Cuando pensábamos que Disney nos iba joder entre tanta misoginia, islamofobia y maniqueísmo, y, realmente, la putada era el síndrome principito.

Cuando había problemas de verdad, hace 40 años, el modus operandi era infalible. El principal argumentario de felicidad de esas conversaciones de cola del súper eran las penurias ajenas: la preñez involuntaria de la hija de y la ruina del marido de la Rosi. Las propias no parecían tanto, aunque el pan siguiera duro al volver a casa.

Hoy vivimos en los “estados del malestar”, los bautiza José Luis Pardo, por oposición a ese estado del bienestar que ya no interesa a nadie, sustituido por estados de excepción. Ya no se trata de que todos tengamos mejor seguridad, sanidad o paro, sino de que no me jodan a mí lo bien que estoy, que para eso me lo he currado. Y a poner alarmas.
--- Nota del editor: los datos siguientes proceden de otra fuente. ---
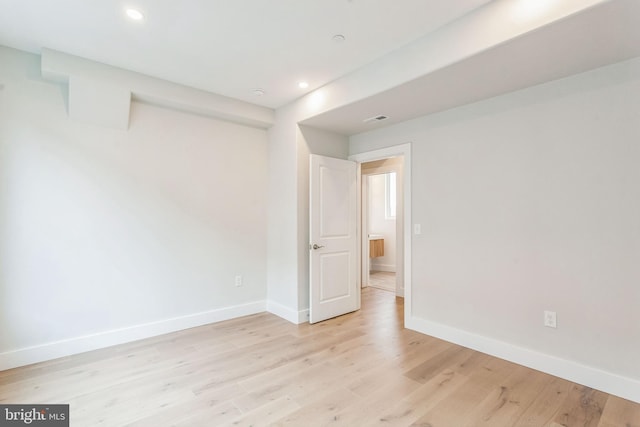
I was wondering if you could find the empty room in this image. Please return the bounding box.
[1,0,639,425]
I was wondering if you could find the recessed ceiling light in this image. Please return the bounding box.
[253,88,266,96]
[511,0,553,21]
[126,8,145,21]
[332,34,346,43]
[298,81,309,89]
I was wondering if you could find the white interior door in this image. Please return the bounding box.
[309,154,359,324]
Un buen ejemplo de estos nuevos tiempos son los políticos. Los pobrecillos ya no pueden ni expresar sus opiniones. Faltan folios para firmar cuando se presenta un proyecto, y cuando se tuerce como Canal Roya (60 mil firmas en contra y municipios en contra) lo más importante es que no te carguen el muerto. Nada de compartir miserias, el chistagram petao de bulerías.
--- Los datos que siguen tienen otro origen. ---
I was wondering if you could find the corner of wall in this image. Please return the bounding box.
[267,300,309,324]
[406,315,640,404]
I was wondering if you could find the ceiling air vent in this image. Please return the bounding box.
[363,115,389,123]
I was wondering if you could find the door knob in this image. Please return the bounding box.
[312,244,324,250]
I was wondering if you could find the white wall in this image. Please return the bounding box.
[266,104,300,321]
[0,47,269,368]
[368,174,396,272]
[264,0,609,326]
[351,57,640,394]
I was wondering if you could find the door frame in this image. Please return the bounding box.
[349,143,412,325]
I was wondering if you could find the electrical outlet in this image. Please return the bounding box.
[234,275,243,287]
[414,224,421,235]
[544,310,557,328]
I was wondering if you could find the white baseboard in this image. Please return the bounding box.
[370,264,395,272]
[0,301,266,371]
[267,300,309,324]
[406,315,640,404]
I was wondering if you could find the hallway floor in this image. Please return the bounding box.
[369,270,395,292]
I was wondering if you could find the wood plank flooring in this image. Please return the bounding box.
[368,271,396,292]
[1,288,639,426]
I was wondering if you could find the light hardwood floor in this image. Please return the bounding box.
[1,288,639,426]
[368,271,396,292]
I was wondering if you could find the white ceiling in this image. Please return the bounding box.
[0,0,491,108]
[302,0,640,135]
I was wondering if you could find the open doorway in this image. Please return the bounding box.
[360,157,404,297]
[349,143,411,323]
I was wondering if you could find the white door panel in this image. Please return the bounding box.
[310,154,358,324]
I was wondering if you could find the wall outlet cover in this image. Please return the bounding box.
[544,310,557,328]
John Stuart Mill se preguntó si le haría feliz que se cumplieran todas sus metas en un instante. Definitivamente, no.

Su paradoja del egoísmo viene a decir que es mejor preocuparse por cosas más allá de uno mismo, por si acaso, para tener algún motivo de felicidad.

Entre penas ajenas, principitos, y tanto objetivo, a veces, dice Kieran Setiya, nos olvidamos simplemente de vivir.